For now, interactive digital signs are a fledgling enterprise, according to Melissa Webster, program vice president of content and digital media technologies for IDC. The most primitive digital signs are little more than computer screens or TVs that play looping video or slides, but as new technologies allow screens to connect to the Internet, the power for advertisers and content makers expands - content can become local, user-generated, or even tailored to the crowd watching a given screen.
Aerva has focused on installing its systems in Europe, where text messaging took off much faster than in the United States. But the company has been expanding its reach domestically, where the market finally seems ready, Manandhar said, for basic installations like screens in hospitals that can be instantly tuned to display emergency alert messages, or in high schools where teens can text answers to a sample SAT question.
Tom Ellis, a researcher at Boston University, used BarCast TV this Halloween at The Tam on Tremont Street, taking a photo of himself and his friends with his cellphone and sending it to the screen in response to a costume contest that gave him a glimpse of who was wearing what in other bars and enabling him to vote.
Though the idea of boosting the social scene by giving people yet another reason to look down at the screen in their hands or up at one on the wall may seem anti-intuitive when people could simply turn to the stranger sitting next to them, it may just work.
"It works kind of as a team exercise," Ellis said. "You might say, you don't go to a bar just to ignore one another and play pinball - and yet people do that."
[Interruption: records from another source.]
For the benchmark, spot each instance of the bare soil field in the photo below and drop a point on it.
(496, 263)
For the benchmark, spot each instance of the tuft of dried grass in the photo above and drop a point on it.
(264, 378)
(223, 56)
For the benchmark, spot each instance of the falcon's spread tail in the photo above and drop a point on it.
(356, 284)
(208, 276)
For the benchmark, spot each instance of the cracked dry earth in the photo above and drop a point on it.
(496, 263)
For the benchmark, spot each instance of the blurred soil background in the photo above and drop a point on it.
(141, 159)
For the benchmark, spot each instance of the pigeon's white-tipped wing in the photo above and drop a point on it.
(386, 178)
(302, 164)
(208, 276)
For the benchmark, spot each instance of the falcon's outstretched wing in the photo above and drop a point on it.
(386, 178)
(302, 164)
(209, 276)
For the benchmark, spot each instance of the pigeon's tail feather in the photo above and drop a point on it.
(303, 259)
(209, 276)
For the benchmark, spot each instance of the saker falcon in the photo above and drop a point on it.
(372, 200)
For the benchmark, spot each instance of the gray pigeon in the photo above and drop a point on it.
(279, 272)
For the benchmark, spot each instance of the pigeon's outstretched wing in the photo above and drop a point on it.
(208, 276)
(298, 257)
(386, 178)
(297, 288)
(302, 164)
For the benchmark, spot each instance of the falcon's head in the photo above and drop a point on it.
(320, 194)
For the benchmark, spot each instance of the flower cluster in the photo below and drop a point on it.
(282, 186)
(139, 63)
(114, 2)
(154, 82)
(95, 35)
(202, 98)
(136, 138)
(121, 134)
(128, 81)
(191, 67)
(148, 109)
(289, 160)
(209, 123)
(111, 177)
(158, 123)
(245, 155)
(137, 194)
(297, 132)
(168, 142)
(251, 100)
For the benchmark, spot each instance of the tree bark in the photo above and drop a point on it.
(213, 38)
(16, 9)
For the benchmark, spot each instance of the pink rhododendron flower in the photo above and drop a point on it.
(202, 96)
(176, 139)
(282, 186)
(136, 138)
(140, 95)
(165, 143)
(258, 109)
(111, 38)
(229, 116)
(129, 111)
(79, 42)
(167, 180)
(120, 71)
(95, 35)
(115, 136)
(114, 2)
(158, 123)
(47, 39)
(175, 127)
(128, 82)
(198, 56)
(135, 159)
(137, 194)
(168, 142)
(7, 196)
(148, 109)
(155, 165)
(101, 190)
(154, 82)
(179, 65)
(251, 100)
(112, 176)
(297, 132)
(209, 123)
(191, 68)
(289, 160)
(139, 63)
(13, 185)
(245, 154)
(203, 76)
LocaModa creates a similar experience, giving the kind of interactivity commonplace on the Web a role in real life. The company was founded three years ago and experimented with cellphones as remote controls to browse real estate ads on digital screens. In September, the company raised $6 million and now focuses on user-generated content, says chief executive Stephen Randall.
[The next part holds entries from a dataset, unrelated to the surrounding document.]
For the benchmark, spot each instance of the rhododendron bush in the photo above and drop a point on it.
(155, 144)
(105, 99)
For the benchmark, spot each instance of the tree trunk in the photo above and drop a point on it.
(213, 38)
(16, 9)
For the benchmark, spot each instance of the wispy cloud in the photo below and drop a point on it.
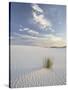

Currently, LocaModa's Wiffiti application allows people watching remotely from their Web browsers to peek at a screen in the ice cream shop Toscanini's in Cambridge, or a number of other screens - both virtual and real. Anyone who sends a text to a shortcode assigned to a screen can broadcast anything, "Be My Double Scoop" or "Happy Birthday Rachel." Eventually, Randall said, the technology will link with online social networks so people will be able to know which of their friends are hanging out where, and what kind of music is playing at hotspots around town.
Greg Agahigian, who set up an interactive digital screen at Club Cafe said his screen gets anywhere from 300 to 600 messages on a typical Friday or Saturday and allows him to poll clubgoers on their favorite song or cutest bartender. It also opens another channel for people who may be more comfortable starting conversations with their thumbs to chat, flirt, or interact. The technology does not disclose users' phone numbers.
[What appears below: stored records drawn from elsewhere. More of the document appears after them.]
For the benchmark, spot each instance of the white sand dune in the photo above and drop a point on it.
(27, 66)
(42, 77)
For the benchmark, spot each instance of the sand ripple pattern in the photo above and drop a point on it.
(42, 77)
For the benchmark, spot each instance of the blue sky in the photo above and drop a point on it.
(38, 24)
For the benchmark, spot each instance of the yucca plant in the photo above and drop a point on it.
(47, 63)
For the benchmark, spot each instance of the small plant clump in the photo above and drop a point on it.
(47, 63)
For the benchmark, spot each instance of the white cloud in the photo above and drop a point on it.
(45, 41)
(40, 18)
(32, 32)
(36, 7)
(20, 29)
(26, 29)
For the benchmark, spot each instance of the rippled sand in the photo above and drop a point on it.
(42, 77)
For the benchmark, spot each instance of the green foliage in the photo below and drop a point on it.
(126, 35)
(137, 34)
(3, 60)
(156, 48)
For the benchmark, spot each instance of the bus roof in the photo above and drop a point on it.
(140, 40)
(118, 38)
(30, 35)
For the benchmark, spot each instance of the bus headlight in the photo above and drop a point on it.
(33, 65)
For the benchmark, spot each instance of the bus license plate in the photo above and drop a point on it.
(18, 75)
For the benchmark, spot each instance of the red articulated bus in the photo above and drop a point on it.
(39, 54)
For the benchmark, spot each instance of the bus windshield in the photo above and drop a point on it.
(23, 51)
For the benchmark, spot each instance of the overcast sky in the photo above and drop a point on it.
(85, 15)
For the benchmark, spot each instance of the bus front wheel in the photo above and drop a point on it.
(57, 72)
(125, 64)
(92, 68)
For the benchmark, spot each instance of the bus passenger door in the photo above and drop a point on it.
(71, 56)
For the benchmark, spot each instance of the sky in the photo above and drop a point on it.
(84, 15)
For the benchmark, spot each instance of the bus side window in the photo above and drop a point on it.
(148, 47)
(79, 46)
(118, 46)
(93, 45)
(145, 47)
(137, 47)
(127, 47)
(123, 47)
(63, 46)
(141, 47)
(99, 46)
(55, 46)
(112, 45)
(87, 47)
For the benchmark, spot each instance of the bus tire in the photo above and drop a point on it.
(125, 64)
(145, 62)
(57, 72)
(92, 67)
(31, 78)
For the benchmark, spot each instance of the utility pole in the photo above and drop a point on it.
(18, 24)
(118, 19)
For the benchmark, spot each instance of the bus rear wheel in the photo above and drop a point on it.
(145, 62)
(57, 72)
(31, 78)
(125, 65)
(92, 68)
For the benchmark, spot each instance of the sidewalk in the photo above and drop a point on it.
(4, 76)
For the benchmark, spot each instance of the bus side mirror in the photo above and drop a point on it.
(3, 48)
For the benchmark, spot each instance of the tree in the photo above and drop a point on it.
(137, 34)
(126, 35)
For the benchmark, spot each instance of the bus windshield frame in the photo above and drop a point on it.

The new medium also creates possibilities for advertising. People are used to seeing screens all day, without manipulating them. Interactive screens give patrons a reason to engage with the screen.
A retailer or club owner could push a promotion to people's phones if they opt in, offering a special discount. Marketers could get basic information about an ad's effectiveness - something that's now standard on the Internet where advertisers count clicks, but that isn't available for most of television.
Digital signage has been slow to catch on in retail settings, said Gale Daikoku, research director at Gartner, because what most customers want aren't bells and whistles, or promotions that can be downloaded onto their most personal technological device. Most people just want in-stock items.
But as technology is integrated into everyday settings, it could create social possibilities, much the way the blogosphere and the Internet have brought new voices into real-world events.
"It changes the rules," Randall said. "Imagine a politician with a screen behind them - if they stand up on stage and say something, you say 'I think it's a lie.' Get yourself heard, send a message to the screen."
A fully integrated Web world still seems a long way off. Digital billboards like the ones that recognized Tom Cruise in "Minority Report" have yet to become commonplace. For now, interactive digital screens may just be the next generation of pinball.
But people who vote for their favorite American Idol by text and depend on their phone as a lifeline may be primed for a world filled with interactive screens.
"In the scheme of things, we're moving toward expanded online identity," Webster said. "And there's no reason those online identities can't start to be linked" to real life.